Ce métal, le plus léger de tous[1], n’est pas à beaucoup près aussi répandu que les cinq autres ; il paraît affecter des lieux particuliers, et dans lesquels il se trouve en grande quantité ; il est aussi très rarement mêlé avec l’argent, et ne se trouve point avec l’or ; nulle part il ne se présente sous sa forme métallique[2], et, quoiqu’il y ait d’assez grandes variétés dans ses mines, elles sont toutes plus ou moins mêlées d’arsenic. On en connaît deux sortes principales : la mine en pierre vitreuse ou roche quartzeuse, dans laquelle l’étain est disséminé, comme le fer l’est dans ses mines primordiales ; et la mine cristallisée qui est ordinairement plus riche que la première.

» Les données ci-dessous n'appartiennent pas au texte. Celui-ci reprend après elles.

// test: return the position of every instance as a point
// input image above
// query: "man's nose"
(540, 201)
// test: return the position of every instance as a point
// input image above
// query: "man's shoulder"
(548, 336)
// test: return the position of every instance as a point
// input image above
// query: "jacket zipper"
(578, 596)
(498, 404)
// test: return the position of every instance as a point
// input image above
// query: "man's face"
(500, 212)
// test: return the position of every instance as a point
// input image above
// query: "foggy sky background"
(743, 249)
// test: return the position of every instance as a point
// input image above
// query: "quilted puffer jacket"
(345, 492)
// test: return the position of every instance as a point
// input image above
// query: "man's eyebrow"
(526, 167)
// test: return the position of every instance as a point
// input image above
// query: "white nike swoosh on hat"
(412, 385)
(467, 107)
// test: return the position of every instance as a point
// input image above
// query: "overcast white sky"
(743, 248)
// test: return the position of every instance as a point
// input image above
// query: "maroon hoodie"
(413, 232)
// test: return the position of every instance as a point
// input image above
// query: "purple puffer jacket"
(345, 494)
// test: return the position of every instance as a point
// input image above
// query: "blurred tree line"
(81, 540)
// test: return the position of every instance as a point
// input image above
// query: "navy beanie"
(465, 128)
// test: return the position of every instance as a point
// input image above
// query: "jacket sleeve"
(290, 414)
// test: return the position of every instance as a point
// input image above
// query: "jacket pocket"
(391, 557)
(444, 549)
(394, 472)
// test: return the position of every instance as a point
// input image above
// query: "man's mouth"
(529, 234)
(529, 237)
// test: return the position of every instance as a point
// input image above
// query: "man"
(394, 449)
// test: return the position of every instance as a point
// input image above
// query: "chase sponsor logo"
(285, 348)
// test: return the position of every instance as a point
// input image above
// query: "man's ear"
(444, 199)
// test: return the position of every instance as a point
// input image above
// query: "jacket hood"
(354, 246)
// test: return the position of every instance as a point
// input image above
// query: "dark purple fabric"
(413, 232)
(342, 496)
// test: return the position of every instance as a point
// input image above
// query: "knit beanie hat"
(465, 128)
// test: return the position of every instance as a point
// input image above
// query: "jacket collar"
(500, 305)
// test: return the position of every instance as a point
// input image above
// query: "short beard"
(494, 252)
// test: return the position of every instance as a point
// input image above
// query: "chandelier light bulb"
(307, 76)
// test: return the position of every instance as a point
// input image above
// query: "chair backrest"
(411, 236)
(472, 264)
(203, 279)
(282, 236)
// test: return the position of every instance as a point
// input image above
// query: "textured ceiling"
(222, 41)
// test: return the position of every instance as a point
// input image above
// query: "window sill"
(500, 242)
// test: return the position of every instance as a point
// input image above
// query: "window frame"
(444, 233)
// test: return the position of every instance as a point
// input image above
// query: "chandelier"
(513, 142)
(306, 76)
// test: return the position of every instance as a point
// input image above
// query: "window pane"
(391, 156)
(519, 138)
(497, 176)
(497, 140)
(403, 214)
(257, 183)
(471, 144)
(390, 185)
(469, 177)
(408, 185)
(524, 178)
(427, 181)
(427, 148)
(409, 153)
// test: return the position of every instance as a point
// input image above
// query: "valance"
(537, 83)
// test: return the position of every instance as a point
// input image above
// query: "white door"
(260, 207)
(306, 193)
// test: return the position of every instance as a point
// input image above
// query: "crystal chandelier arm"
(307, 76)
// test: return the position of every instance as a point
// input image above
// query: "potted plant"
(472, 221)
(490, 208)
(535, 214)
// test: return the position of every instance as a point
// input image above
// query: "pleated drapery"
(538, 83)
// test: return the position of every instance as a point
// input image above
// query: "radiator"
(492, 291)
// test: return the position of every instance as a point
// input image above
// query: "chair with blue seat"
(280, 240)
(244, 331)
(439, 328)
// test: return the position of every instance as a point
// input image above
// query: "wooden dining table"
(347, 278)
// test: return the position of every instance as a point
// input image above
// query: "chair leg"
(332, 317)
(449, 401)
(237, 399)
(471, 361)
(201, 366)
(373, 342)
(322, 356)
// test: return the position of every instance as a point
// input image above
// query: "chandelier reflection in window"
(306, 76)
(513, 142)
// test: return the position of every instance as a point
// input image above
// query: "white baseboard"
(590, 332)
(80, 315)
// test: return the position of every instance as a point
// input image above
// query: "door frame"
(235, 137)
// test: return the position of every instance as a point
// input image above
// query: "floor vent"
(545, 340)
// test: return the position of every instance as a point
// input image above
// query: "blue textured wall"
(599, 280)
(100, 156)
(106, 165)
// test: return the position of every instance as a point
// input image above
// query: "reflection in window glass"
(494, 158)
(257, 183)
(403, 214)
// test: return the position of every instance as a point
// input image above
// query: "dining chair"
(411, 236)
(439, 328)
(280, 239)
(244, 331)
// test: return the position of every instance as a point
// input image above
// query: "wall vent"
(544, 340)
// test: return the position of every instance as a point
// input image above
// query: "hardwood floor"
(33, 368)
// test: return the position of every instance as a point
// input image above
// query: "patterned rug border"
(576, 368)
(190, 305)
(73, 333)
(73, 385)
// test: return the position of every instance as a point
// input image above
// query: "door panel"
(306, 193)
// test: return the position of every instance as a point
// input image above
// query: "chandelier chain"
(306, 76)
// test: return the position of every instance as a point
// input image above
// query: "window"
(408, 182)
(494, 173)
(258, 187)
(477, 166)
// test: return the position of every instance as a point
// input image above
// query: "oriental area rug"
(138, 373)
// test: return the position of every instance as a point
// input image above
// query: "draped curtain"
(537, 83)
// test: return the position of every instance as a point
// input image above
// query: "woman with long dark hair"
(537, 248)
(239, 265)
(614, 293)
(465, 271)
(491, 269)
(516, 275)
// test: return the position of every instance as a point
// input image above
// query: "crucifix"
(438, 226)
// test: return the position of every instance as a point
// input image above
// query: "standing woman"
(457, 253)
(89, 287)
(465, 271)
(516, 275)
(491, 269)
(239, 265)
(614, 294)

Les cristaux de ces mines d’étain sont très apparents, très distincts, et ont quelquefois plus d’un pouce de longueur. Dans chaque minière, et souvent dans la même, ils sont de couleurs différentes ; il y en a de noirs, de blancs, de jaunes et de rouges comme le grenat ; les cristaux noirs sont les plus communs et les plus riches en métal : il paraît que le foie de soufre, qui noircit la surface de l’étain, a eu part à la minéralisation de mines en cristaux noirs ; quelques-unes de ces mines donnent soixante-dix, et jusqu’à quatre-vingts livres d’étain par quintal[3]. Les cristaux blancs pèsent plus qu’aucun des autres, et cependant ils ne rendent que trente ou quarante livres de métal pour cent ; dans les mines de Saxe, les cristaux rouges et les jaunes sont plus rares que les noirs et les blancs : toutes ces mines en cristaux se réduisent aisément en étain, par la simple addition de quelques matières inflammables, ce qui démontre que ce ne sont que des chaux, c’est-à-dire du métal calciné, et qui s’est ensuite cristallisé par l’intermède de l’eau.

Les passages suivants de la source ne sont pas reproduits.